Les délégués de l'Organisation de coopération et de développement économiques (OCDE), réunis à Paris, ont clos le programme de recherche consacré à l'eau par l'organisation depuis deux ans. Nourri par l'expérience de terrain des participants, ce programme a essentiellement porté sur le financement des services d'eau au niveau mondial et sur leur tarification. Première constatation, le financement est notablement insuffisant. Faute de moyens, la qualité des services se dégrade et les consommateurs sont de moins en moins disposés à payer. C'est un parfait cercle vicieux que l'OCDE aimerait aider à briser tout en apportant sa contribution au forum mondial d'Istanbul.
DES DONNÉES D'ANALYSE INCOMPLÈTES
Le constat de départ est sévère. Plus encore que d'un manque d'argent, les services d'eau souffrent d'une mauvaise gestion. Leurs coûts de fonctionnement devront impérativement être réduits. Or statistiques et données d'analyse manquent pour y parvenir. Il faudrait de même augmenter les sources principales de financement dites trois T : les tarifs, les taxes et les transferts... Mais comment justifier cette hausse sans chiffrage précis des besoins ?
L'enjeu est grave. En 2008 et selon un rapport conjoint de l'Unicef et de l'OMS, près d'un milliard de personnes n'ont toujours pas un accès adéquat à l'eau potable, et 2,5 milliards à des installations d'assainissement appropriées. La Banque mondiale l'affirme : si la tendance actuelle se poursuit, les objectifs du Millénaire - réduire
de moitié, d'ici à 2015, le nombre de personnes privées d'accès à l'eau - ne seront pas atteints. Sauf sans doute en Chine.

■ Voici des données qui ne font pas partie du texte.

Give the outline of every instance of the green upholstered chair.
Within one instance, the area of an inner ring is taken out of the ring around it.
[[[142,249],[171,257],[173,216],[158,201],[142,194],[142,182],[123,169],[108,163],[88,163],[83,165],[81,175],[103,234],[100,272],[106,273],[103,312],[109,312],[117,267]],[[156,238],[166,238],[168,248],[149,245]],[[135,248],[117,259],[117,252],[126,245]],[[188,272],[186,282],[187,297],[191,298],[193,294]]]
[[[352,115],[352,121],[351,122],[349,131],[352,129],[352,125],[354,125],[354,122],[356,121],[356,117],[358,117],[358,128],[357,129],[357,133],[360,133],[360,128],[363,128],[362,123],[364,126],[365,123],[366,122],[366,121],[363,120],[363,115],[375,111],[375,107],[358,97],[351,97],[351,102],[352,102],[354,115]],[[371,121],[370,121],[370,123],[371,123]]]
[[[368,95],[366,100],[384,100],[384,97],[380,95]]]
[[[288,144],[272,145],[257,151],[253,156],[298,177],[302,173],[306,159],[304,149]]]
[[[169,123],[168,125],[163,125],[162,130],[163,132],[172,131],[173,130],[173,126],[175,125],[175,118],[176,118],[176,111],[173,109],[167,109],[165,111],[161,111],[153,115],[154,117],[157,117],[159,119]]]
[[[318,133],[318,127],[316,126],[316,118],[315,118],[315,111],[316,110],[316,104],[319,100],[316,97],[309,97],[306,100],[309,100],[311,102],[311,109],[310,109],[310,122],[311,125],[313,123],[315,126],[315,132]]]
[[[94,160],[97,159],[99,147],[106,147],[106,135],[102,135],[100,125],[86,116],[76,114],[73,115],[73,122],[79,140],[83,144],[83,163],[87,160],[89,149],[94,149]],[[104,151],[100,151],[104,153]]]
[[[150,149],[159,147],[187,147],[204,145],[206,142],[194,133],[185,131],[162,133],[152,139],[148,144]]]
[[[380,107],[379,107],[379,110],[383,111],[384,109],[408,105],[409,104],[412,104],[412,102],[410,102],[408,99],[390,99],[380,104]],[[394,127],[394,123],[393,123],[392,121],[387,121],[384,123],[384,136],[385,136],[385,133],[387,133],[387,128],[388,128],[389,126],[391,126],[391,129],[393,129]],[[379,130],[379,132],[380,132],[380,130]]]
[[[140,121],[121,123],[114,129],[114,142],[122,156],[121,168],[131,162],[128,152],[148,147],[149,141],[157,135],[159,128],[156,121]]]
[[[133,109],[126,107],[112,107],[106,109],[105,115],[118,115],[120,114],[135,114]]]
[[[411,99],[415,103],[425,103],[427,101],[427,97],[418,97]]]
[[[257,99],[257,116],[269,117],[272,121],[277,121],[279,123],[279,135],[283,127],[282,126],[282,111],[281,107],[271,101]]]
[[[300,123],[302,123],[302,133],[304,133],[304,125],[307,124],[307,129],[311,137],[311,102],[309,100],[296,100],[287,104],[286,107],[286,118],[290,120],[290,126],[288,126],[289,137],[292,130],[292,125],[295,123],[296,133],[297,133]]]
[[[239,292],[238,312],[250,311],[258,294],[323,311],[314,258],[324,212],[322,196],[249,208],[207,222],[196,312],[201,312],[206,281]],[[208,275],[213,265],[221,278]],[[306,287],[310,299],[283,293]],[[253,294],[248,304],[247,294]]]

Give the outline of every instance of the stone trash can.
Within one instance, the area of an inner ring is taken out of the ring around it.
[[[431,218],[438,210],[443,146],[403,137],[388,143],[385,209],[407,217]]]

Alors que la crise financière mondiale pourrait d'abord frapper les plus nécessiteux, comme l'a souligné Angel Gurria, secrétaire général de l'OCDE, les participants à la synthèse avaient choisi d'adopter un optimisme paradoxal et volontariste : « Depuis dix ans, s'est ainsi réjoui Loïc Fauchon, président du Conseil mondial de l'eau, la cause de l'eau a progressé. Trois sommets réunissant des chefs d'État ont été organisés ainsi qu'une exposition universelle. À Istanbul, 40 à 50 % du temps sera consacré au politique, 150 délégations ministé-rielles sont attendues, et les villes, à l'initiative de celle d'Istanbul, seront invitées à adhérer à un Urban Water Consensus destiné à souligner leur engagement au service de l'eau. »
La cause de l'eau progresserait si chacun prenait conscience, à partir de cas concrets, des bénéfices qui y sont associés en matière
de santé, d'éducation et de développement économique, a d'ailleurs rappelé le prince d'Orange Willem-Alexander des Pays-Bas, président du Conseil consultatif sur l'eau et l'assainissement auprès du secrétaire général des Nations unies. Une prise de conscience que l'OCDE recommande d'abord de favoriser, sans s'illusionner pour autant sur le fait que celle-ci ne suffira pas. Pour inciter les « ministères des Finances » à la générosité, les délégués sont persuadés que le secteur de l'eau devra se réformer. Non seulement lui faudra-t-il se soumettre à une planification financière stricte, mais encore devra-t-il enterrer les débats idéologiques et arbitrer les conflits d'usage.
DES PLANS D'ACTION PROMETTEURS
Le débat public/privé, note le rapport de synthèse, n'a pas lieu d'être. Il convient plutôt de s'intéresser aux moyens concrets de rendre les services nécessaires au meilleur rapport qualité/prix. Dans la même optique, il faut trouver les moyens les plus efficaces de répartir des ressources en eau de plus en plus rares.
Cela demandera une coordination plus efficace avec d'autres politiques : finance, énergie, agriculture, tourisme et gestion foncière notamment.
Autant d'objectifs, aussi généreux que généraux, néanmoins fort prometteurs s'ils se traduisent effectivement en plans d'actions, assortis de calendriers précis et contraignants pour atteindre des résultats chiffrés.